SePaint: Semantic Map Inpainting via Multinomial Diffusion
This work addresses the need for improved environmental prediction in robotics, though it appears incremental as it builds on existing diffusion methods with a new conditioning approach.
The paper tackles the problem of predicting missing regions in semantic Bird's-Eye-View maps for robot navigation by proposing SePaint, a model based on generative multinomial diffusion with a novel conditioning strategy, achieving better completion performance than interpolation methods in experiments.

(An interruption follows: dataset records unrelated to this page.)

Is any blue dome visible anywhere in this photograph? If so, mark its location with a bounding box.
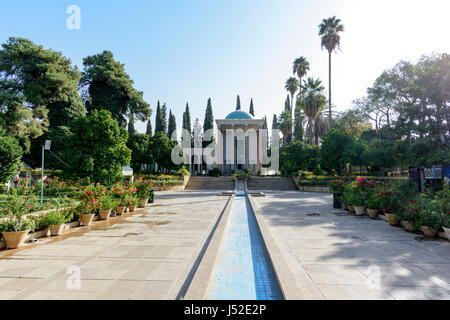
[225,110,253,120]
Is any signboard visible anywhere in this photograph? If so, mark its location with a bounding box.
[122,166,133,177]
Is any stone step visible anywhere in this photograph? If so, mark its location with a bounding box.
[247,177,297,191]
[185,176,234,190]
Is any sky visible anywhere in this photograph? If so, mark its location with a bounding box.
[0,0,450,132]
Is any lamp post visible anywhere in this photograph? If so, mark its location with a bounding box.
[41,140,52,203]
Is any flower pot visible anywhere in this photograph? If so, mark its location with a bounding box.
[442,227,450,240]
[80,213,94,226]
[333,192,342,209]
[139,199,148,208]
[367,209,378,219]
[2,230,30,249]
[402,220,414,231]
[116,206,127,216]
[48,224,66,237]
[353,206,366,216]
[384,213,398,226]
[100,210,111,220]
[420,226,439,238]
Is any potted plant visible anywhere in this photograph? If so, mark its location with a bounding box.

Prediction beyond partial observations is crucial for robots to navigate in unknown environments because it can provide extra information regarding the surroundings beyond the current sensing range or resolution. In this work, we consider the inpainting of semantic Bird's-Eye-View maps. We propose SePaint, an inpainting model for semantic data based on generative multinomial diffusion. To maintain semantic consistency, we need to condition the prediction for the missing regions on the known regions. We propose a novel and efficient condition strategy, Look-Back Condition (LB-Con), which performs one-step look-back operations during the reverse diffusion process. By doing so, we are able to strengthen the harmonization between unknown and known parts, leading to better completion performance. We have conducted extensive experiments on different datasets, showing our proposed model outperforms commonly used interpolation methods in various robotic applications.